Having a stockpile means you never want to get down to your last item. Because you are purchasing in multiples, it will make it easier to shop from the pantry because you know you always have extra food.
3. Follow the first in, first out rule when using your stockpile.
In the grocery store world, this is also called fronting your food. In every day terms, it simply means to start by eating the food that will expire first, followed by those with later expiration dates.
I try to stack my food by expiration date. When I bring home applesauce that I just purchased, it goes behind the applesauce that is already on my shelf so I am always eating the older food first.
Keep an eye on expiration dates in your stockpile! You don’t want to waste your money by letting foods expire.
To help you stay organized, you might consider buying a shelf rack for your cans or even a can rotation system for your pantry. The can rotation systems are definitely on my wish list as my stockpile continues to grow!
4. Keep a stockpile list – of what you have and what you want to add to your stockpile.
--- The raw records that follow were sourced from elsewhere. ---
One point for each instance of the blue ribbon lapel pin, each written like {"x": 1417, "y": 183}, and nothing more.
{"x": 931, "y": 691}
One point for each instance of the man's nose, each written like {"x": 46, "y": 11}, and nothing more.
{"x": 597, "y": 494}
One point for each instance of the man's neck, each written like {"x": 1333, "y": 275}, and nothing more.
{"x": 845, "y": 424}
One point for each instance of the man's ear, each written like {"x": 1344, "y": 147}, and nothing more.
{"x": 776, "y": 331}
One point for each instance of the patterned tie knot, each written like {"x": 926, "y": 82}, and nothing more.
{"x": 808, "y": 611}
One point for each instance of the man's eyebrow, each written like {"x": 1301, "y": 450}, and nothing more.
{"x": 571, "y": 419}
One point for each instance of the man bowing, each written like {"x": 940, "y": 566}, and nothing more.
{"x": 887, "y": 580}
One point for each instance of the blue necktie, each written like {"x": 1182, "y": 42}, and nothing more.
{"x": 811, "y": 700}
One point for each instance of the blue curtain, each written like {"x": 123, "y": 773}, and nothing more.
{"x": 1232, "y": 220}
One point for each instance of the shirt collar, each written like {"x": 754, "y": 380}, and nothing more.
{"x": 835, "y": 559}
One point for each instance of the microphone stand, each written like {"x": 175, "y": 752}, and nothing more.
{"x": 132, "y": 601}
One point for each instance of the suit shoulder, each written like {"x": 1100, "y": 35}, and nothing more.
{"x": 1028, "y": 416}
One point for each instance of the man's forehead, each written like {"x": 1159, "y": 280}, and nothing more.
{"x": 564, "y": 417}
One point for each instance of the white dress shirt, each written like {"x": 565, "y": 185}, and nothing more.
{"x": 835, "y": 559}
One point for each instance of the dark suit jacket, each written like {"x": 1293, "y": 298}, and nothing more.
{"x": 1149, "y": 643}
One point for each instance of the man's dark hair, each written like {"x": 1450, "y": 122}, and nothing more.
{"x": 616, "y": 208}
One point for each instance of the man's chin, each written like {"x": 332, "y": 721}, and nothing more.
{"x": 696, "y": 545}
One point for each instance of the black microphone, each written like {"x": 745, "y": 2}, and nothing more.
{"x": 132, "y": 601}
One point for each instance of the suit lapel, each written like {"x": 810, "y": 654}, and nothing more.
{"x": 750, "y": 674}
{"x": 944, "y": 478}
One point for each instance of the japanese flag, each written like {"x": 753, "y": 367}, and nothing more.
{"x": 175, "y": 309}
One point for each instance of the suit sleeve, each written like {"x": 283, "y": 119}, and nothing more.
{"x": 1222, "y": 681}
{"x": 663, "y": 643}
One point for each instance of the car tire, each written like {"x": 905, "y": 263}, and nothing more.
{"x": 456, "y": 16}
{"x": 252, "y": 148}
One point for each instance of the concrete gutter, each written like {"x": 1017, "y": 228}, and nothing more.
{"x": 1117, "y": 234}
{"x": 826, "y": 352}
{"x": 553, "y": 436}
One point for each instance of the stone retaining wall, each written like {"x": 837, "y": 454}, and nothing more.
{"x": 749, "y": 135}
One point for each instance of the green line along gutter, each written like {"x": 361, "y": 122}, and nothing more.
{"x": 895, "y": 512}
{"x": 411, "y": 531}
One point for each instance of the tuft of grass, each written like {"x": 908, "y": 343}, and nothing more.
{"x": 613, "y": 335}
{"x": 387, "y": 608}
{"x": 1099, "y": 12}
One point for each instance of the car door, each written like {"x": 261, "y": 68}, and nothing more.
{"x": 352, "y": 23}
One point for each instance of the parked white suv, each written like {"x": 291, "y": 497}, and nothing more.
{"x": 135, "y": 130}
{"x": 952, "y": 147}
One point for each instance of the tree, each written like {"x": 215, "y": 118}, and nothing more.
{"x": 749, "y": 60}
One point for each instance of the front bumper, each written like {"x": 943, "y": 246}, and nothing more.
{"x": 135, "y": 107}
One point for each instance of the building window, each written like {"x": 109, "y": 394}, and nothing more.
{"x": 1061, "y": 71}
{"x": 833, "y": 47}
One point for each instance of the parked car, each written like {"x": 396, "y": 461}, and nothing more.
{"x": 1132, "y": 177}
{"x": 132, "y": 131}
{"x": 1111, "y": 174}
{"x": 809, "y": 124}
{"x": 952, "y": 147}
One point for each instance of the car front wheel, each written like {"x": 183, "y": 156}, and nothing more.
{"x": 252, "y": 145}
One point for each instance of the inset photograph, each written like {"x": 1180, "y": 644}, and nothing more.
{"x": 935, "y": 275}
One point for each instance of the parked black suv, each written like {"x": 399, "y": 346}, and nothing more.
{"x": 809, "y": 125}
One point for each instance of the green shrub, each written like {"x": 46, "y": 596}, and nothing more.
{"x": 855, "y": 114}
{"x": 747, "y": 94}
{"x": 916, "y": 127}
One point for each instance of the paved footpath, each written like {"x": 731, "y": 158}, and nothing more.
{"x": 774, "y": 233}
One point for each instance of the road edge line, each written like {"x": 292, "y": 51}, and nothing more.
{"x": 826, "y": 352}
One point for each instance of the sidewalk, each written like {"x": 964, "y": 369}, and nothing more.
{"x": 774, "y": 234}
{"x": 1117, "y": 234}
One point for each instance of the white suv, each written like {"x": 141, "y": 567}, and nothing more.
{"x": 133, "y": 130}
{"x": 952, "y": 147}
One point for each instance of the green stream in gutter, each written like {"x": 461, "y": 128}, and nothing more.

I’ll be honest. his is actually one of the hardest things for me still! Because my stockpile is part of my working pantry, the numbers are very fluid. I don’t stress over the making a checklist and crossing things off every single time I cook. Plus, due to current world events and ongoing inflation, I am feeling the urge to build my stockpile a bit more aggressively and quickly. So how do I make a stockpile plan?
I recently made a “stockpile minimum” list and wrote down 2-3 dozen things we use all the time and the bare minimum I want to keep on hand at all times.
This can vary for you, depending on if you want enough in your stockpile for 1 month, 3 months or more than that. The idea of creating your own stockpile minimum list is helpful for everyone. It’s quick to do and helps you see where your comfort level is at. Plus, it holds you accountable and lets you see what you need to be purchasing at the next sale.
5. Be more prepared today than you were yesterday.
When it comes down to it, this is your ultimate goal with your stockpile. Be more prepared today than you were yesterday. So simple, but so true, right?
You don’t have to do it all at once. It can feel overwhelming at times with all there is to do. It can also be a temptation to spend a lot of money now that isn’t in your budget just to get it done.
Make a plan. Look at your sale ads for the week and pick up a couple extra sale items at the grocery store. Go to Sam’s or Costco and add an extra pack of toilet paper to your cart. Do something today so you will be more prepared tomorrow.
Your stockpile may still be small or it may be growing, but every single thing you do now will make you more prepared for the future. Isn’t that what we all want?
Those are my simple stockpiling food tips. What rules would you add to my list?
One rule I would add to the rules for stockpiling is to check the expiration dates on sale items before purchasimy because one time I bought many bottles of salad dressing on sale to find out that some bottles were already close to their expiration date.
Another great rule, Carol! I have done that too…so am getting more vigilant about checking those expiration dates. Thanks for the reminder!